Xiong Jianjun, Xiang Bingwu, Chen Xiang, Cai Tao
College of Basic Medical Science, Jiujiang University, Jiujiang, Jiangxi.
Experimental Medicine Section, National Institute of Dental and Craniofacial Research, National Institutes of Health, Bethesda, MD.
Medicine (Baltimore). 2019 Mar;98(10):e14780. doi: 10.1097/MD.0000000000014780.
Holoprosencephaly (HPE) is a severe congenital brain malformation resulting from failed or incomplete forebrain division in early pregnancy.
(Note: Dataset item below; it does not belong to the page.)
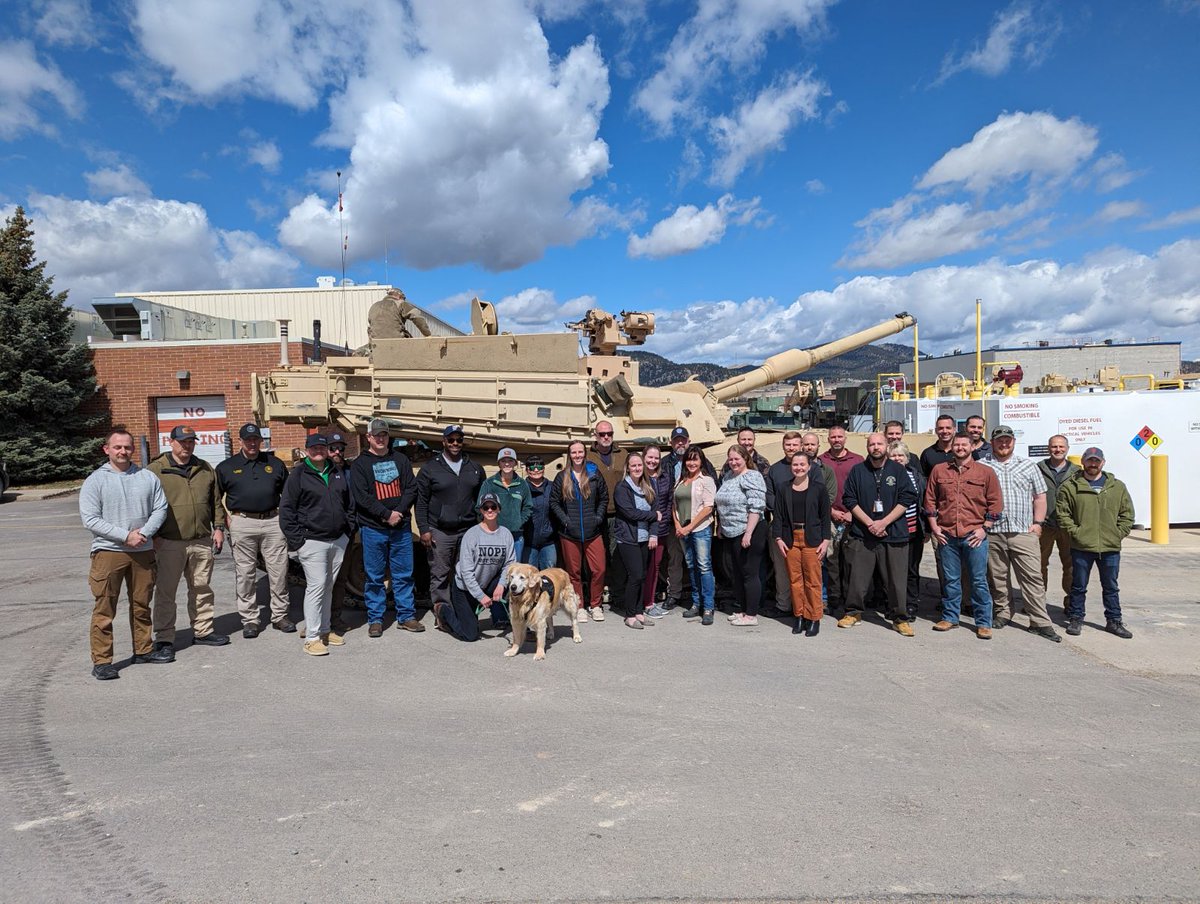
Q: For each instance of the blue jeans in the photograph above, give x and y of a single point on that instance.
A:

In this study, we reported a 9-month old infant girl with mild microcephaly, semilobor HPE, and arachnoid cyst.
Potential genetic defects were screened directly using trio-case whole exome sequencing (WES) rather than traditional karyotype, microarray, and Sanger sequencing of select genes.
A previous unpublished de novo missense mutation (c.1069C >G, p.H357D) in the 3rd zinc finger domain (ZFD3) of the ZIC2 gene was identified in the affected individual, but not in the parents. Sanger sequencing using specific primers verified the mutation. Extensive bioinformatics analysis confirmed the pathogenicity of this extremely rare mutation. Phenotype-genotype analysis revealed significant correlation between the 3rd zinc-finger domain with semilobor HPE.
These findings expanded the spectrum of the ZIC2 gene mutations and associated clinical manifestations, which is the first identification of a mutated ZIC2 gene in a Han infant girl with mild microcephaly, semilobor HPE, and arachnoid cyst.
前脑无裂畸形(HPE)是一种严重的先天性脑畸形,由妊娠早期前脑分裂失败或不完全所致。
在本研究中,我们报告了一名9个月大的女婴,患有轻度小头畸形、半叶型前脑无裂畸形和蛛网膜囊肿。
直接使用三联体全外显子组测序(WES)筛查潜在的基因缺陷,而非传统的核型分析、微阵列分析和特定基因的桑格测序。
在患病个体中鉴定出ZIC2基因第3个锌指结构域(ZFD3)中一个先前未发表的新生错义突变(c.1069C>G,p.H357D),但父母中未发现。使用特异性引物的桑格测序验证了该突变。广泛的生物信息学分析证实了这种极其罕见突变的致病性。表型-基因型分析显示第3个锌指结构域与半叶型前脑无裂畸形之间存在显著相关性。
这些发现扩展了ZIC2基因突变谱及相关临床表现,这是首次在一名患有轻度小头畸形、半叶型前脑无裂畸形和蛛网膜囊肿的汉族女婴中鉴定出ZIC2基因突变。